Sunday, August 5, 2012


The last two days, I’ve been working the two visitors centers; yesterday at Gateway, and today at Pea Island.  Gateway hasn’t been open long enough for me to figure out what the most frequently asked questions (FAQs) are yet, but at Pea Island it’s a cinch to figure out what they are. 

1.  Where is the rest room?

2.  How far is it to the Cape Hatteras Light House?

3.  Where is the nearest gas station?

4.  Am I lost??

The first two top the list each and every day that I work there.  There are signs directing people to the rest room, but apparently nobody reads them.  The last time I heard that question today, it turned out to be quite an interesting experience, but I’ll get to that later.

_MG_9637 _MG_9640

The chore I like least about opening the Pea Island VC is filling the bird feeders.  That may seem surprising, but it is like running a gauntlet. The geese readily move out of the way, and the cowbirds and grackles take flight, but the minute you step on those boards a huge horde of mosquitoes is somehow alerted to your presence.  It’s awful!  Even though the temps were in the upper 80’s this morning, I wore heavy jeans to work just so my legs wouldn’t be ravaged.  It’s like playing “minute to win it”, and losing every time.  Disappointed smile


             This is the goose-stepping Canadian general that decides who gets to eat and who doesn’t.

_MG_9643Thanks goodness I don’t have to keep this bird bath filled.  It’s on an automatic water drip.  I’d surely be drained of all blood by the end of the day if I had to do that.


Many of the refuges that I’ve worked at sell the National Wildlife Refuge Passport Book, and have stamps for you to commemorate your visit.  Remember the stamp Diana and I designed for Mississippi Sandhill Crane NWR?  Well today I had a man (I won’t call him a gentleman) purchase one of the passport books.  I watched as he went over to put the stamp on the Pea Island page.  We have stamps for both Pea Island and Alligator River.  You can see that he tried both of them out on the visitors registration book, and then stamped his book and groaned.  That’s when about a dozen other people in the VC required my attention with questions and purchases, and I had to turn away.


While I was busy, he took the wrapper off of a second book, stamped it, and quickly went out the door.  What he left behind was the book he purchased with the Alligator River stamp on the Pea Island page.  So now we have an unwrapped book with one incorrect stamp in it which means we can’t sell it.  Would it have been so awful to just put the correct stamp next to it?  What a cad!  I hope he was swarmed by a gazillion mosquitoes as he left the scene of the crime.

Shortly before closing time, a little boy came in to ask our most popular question.  I told him the bathrooms were on the other side of the parking lot.  About ten minutes later, he returned to ask if I had a telephone.  He then shakily told me that when he came out of the bathroom his parents were gone, and had left him.  Turns out he was eight years old.  I asked him to tell me his parents’ phone number, and he recited it for me.  Problem was, he didn’t know the area code.  When I asked him what it was, he told me his zip code. 

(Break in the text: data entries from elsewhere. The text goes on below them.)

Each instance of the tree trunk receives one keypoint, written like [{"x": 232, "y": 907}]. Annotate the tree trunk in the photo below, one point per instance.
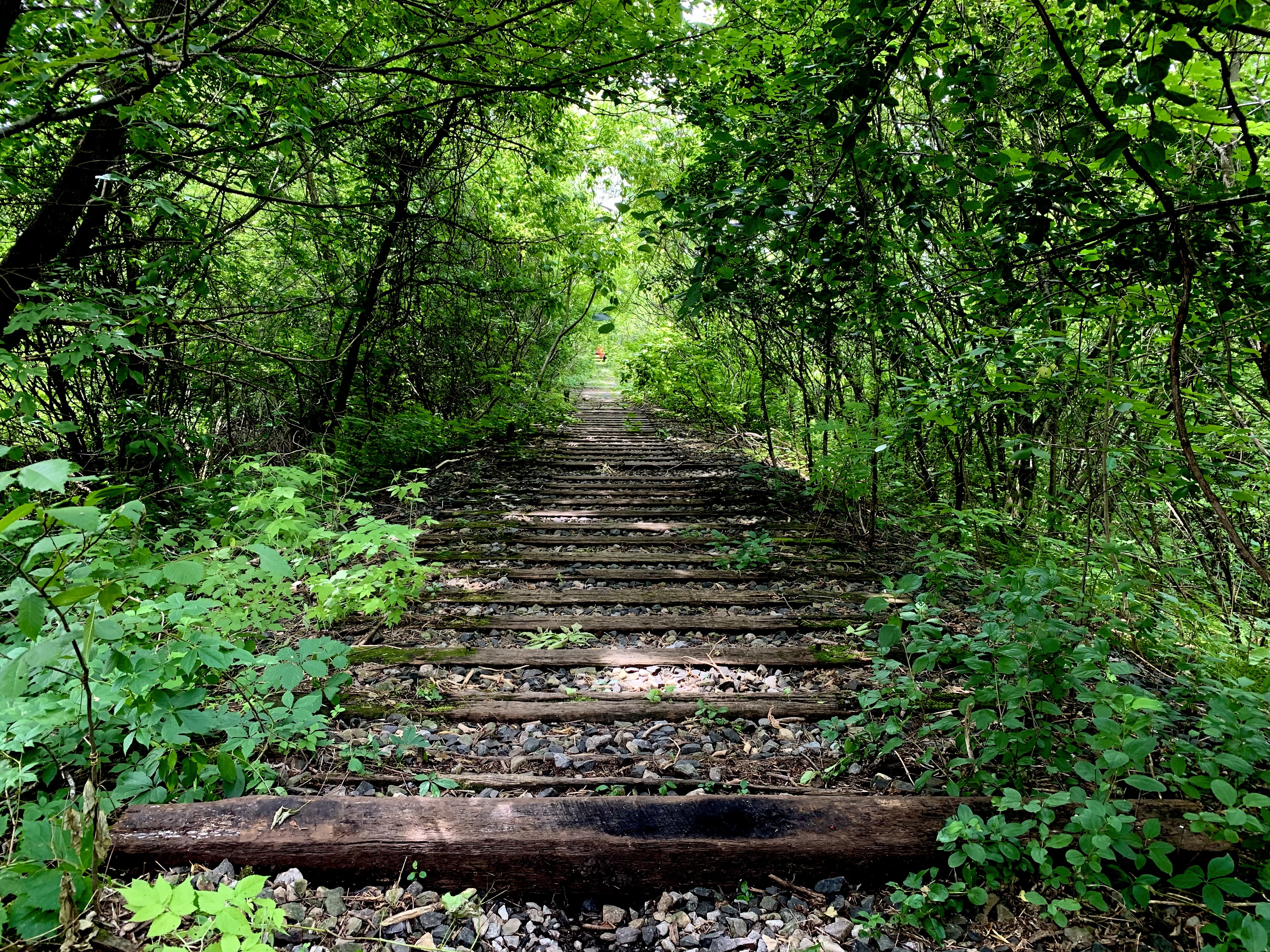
[
  {"x": 9, "y": 13},
  {"x": 54, "y": 225}
]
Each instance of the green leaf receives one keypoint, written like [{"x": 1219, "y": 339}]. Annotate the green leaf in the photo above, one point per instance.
[
  {"x": 31, "y": 616},
  {"x": 272, "y": 562},
  {"x": 86, "y": 518},
  {"x": 46, "y": 477},
  {"x": 1221, "y": 866},
  {"x": 1213, "y": 898},
  {"x": 908, "y": 584},
  {"x": 1153, "y": 156},
  {"x": 14, "y": 680},
  {"x": 187, "y": 572},
  {"x": 73, "y": 596},
  {"x": 182, "y": 902},
  {"x": 14, "y": 514},
  {"x": 1110, "y": 144},
  {"x": 145, "y": 900},
  {"x": 1174, "y": 96},
  {"x": 1188, "y": 880},
  {"x": 1116, "y": 758}
]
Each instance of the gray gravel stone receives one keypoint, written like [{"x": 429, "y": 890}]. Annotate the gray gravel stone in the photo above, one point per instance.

Eventually, I was able to find out that there were three cars in his party traveling together, and he had been riding with his uncle.  All the cars had left, and I assume they each thought he was in a different car.  I ended up calling the NC Highway Patrol, and they said they would send out an officer.  In the meantime, I told him he should stay in the VC, and that he would be all right.  He was really scared, but did the right thing by coming inside for help. 

As I waited on some customers, a father of three young children began talking to the boy, and was able to get the full phone number from him.  He used his cell to call the mother since he noticed that I had great difficulty talking to the police dispatcher since the land line in the VC has the worst reception of any phone I’ve ever used in my life.  Longer story a little shorter is that the parents did arrive to pick up the boy.  The father was furious, and the mother was just glad to see him.  This was the beginning of their vacation, and they had not yet realized that the boy was missing.  I called the police to let them know, and finally began to close up a half hour late.  I was just happy that everything turned out all right.


I’ll leave you tonight with a glimpse of last night’s sunset.  Not spectacular, but not too shabby either.